3) Bila appendiks terletak didekat atau menempel pada kandung
kemih, dapat terjadi peningkatan frekuensi kemih, karena
rangsangan dindingnya.

c. Pemeriksaan Penunjang
1) Pemeriksaan laboratorium
a) Hitung jenis leukosit dengan hasil leukositosis.
b) Pemeriksaan urin dengan hasil sedimen dapat normal atau
terdapat leukosit dan eritrosit lebih dari normal bila appendiks
yang meradang menepel pada ureter atau vesika. Pemeriksaan
leukosit meningkat sebagai respon fisiologis untuk melindungi
tubuh terhadap mikroorganisme yang menyerang. Pada
appendiksitis akut dan perforasi akan terjadi leukositosis yang
lebih tinggi lagi. Hb (hemoglobin) nampak normal. Laju endap
darah (LED) meningkat pada keadaan appendiksitis infiltrat.
Urin rutin penting untuk melihat apakah tedapat infeksi pada
ginjal.
2) Pemeriksaan radiologi
a) Apendikogram
Apendikogram dilakukan dengan cara pemberian kontras
BaSO4 serbuk halus yang diencerkan dengan perbandingan 1:3
secara peroral dan diminum sebelum pemeriksaan kurang lebih
8-10 jam untuk anak-anak atau 10-12 jam untuk dewasa, hasil
apendikogram dibaca oleh dokter spesialis radiologi.
b) Ultrasonografi (USG)
USG dapat membantu mendeteksi adanya kantong nanah.
Abses subdiafragma harus dibedakan dengan abses hati,
pneumonia basal, atau efusi pleura.

d. Komplikasi
Adapun jenis komplikasi yang terjadi yaitu:
1) Abses
Abses ialah sebuah peradangan appendiks yang berisi pus. Pada
saat di palpasi teraba massa lunak di kuadran kanan bawah pada
daerah pelvis. Massa ini awalnya berupa flegmon dan berkembang
menjadi rongga yang di dalamnya mengandung pus. Hal ini akan
terjadi apabila appendiksitis gangren/mikroperforasi ditutup oleh
omentum.
2) Perforasi
Perforasi ialah pecahnya appendiks yang berisi pus sehingga
bakteri dapat menyebar ke rongga perut. Perforasi jarang terjadi
dalam waktu 12 jam pertama sejak awal sakit, tetapi meningkat
sesudah 24 jam. Perforasi dapat diketahui praoperatif pada 70%
kasus dengan gambaran klinis yang timbul lebih dari waktu 36 jam
sejak sakit, panas lebih dari 38,5°C, tampak adanya toksik, nyeri
tekan seluruh perut, dan adanya leukositosis terutama
polymorphonuclear (PMN).

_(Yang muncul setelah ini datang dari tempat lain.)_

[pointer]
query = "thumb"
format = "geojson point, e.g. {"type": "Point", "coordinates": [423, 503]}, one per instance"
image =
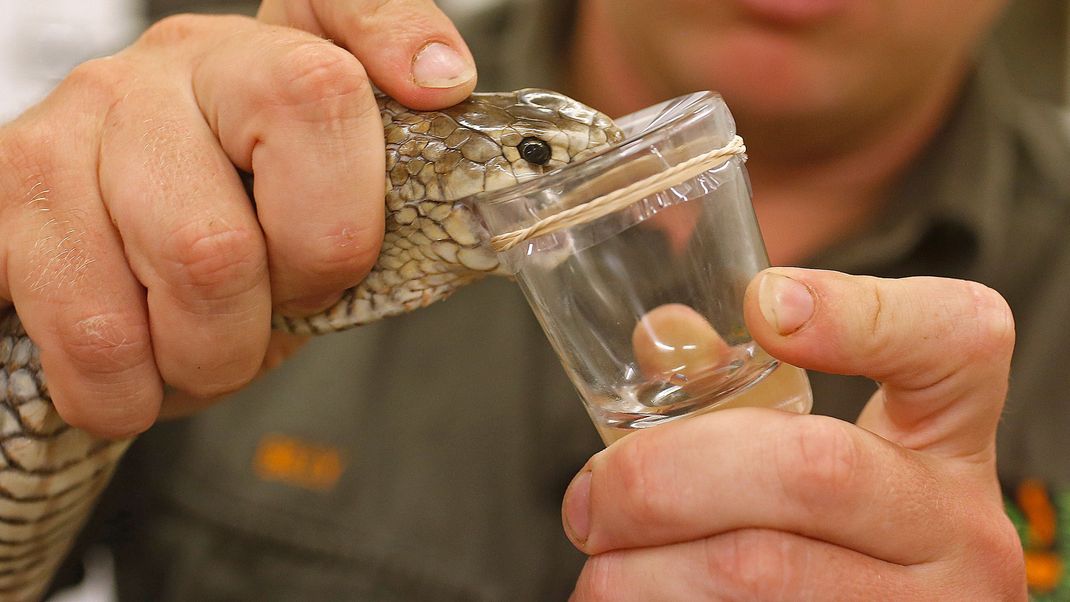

Perforasi, baik berupa perforasi bebas
maupun mikroperforasi bisa menyebabkan peritonitis.
3) Peritonitis
Peritonitis ialah suatu peradangan peritoneum, merupakan
komplikasi berbahaya yang bisa saja terjadi dalam bentuk akut
maupun kronis. Apabila infeksi tersebar luas pada permukaan
peritoneum maka akan menyebabkan timbulnya peritonitis umum.
Aktivitas peristaltik akan berkurang sampai timbul ileus paralitik,
usu merengang, dan hilangnya cairan elektrolit dapat
mengakibatkan dehidrasi, syok, gangguan sirkulasi, dan oligouria.
Peritonitis disertai adanya rasa sakit perut yang semakin hebat,
muntah, nyeri abdomen, demam, dan leukositosis.
1. Kecemasan
a. Pengertian Kecemasan
Kecemasan adalah gangguan alam perasaan yang di tandai
dengan perasan ketakutan dan kekhawatiran yang mendalam dan
berkelanjutan, tidak mengalami gangguan dalam menilai realistis,
kepribadian tetap utuh, perilaku dapat terganggu, tetapi dalam
batas-batas normal (Kusnadi Jaya, 2015).
Beberapa orang kadang tidak mampu mengontrol
kecemasan yang dihadapi, sehingga terjadi ketidakseimbangan
dalam tubuh. Hal ini akan berakibat buruk, karena apabila tidak
segera di atasi akan meningkatkan tekanan darah dan pernafasan
yang dapat menyebabkan perdarahan baik pada saat pembeahan
ataupun pasca operasi. Intervensi keperawatan yang tepat
diperlukan untuk mempersiapkan klin baik secara fisik maupun
psikis sebelum dilakukan operasi (Efendy, 2012).
Menurut Hawk dan Black (2014). Klien memiliki respon
yang berbeda-beda terhadap ketakutan. Ada yang berespon dengan
menjadi pendiam dan menari diri, kekanak-kanakan, agresif,
menghindari masalah, menangis, atau ketegantungan dengan orang
lain. Sebagian klien merasa putus asa ketika pergi ke fasilitas
layanan kesehatan. Meskipun pembedahan merupakan hal yang
biasa bagi tenaga kesehatan yang profesional, hal trsebut
merupakan pengalaman yang menakutkan bagi klien dan keluarga.
Laporkan kecemasan dan ketakutan yang ekstim kepada tim
anastesi sehingga obat sedatife dapat diberikan. Prosedur bedah
dapat dibatalkan bila ketakutan menjadi sangat berat.
Salah satu tindakan untuk mengurangi tingkat kecemasan
adalah dengan cara mempersiapkan mental dari klien. Persiapan
mental tersebut salah satunya dapat dilakukan melalui pendidikan
kesehatan (Health education). Kemampuan perawatan untuk
mendengarkan secara aktif untuk pesan baik verbal dan nonverbal
sangat penting untuk membangun hubungan saling percaya dengan
pasien dan keluarga. Pendidikan kesehatan pre operasi dapat
menbantu klien dan keluarga mengidentifikasi kekhawatiran yang
dirasakan. Perawat kemudian dapat merencanakan intervensi
keperawatan dan perawatan suportif untuk mengurangi tingkat
kecemasan klien. Pendidikan kesehatan pada hakikatnya ialah
suatu kegiatan untuk menyampaikan pesan kesehatan kepada
masyarakat, kelompok atau individu untuk memperoleh
pengetahuan tentang kesehatan yang baik. Sehingga, pengetahuan
tersebut diharapkan dapat berpengaruh terhadap perubahan
perilaku kearah yang lebih baik (Notoatmojo, 2010).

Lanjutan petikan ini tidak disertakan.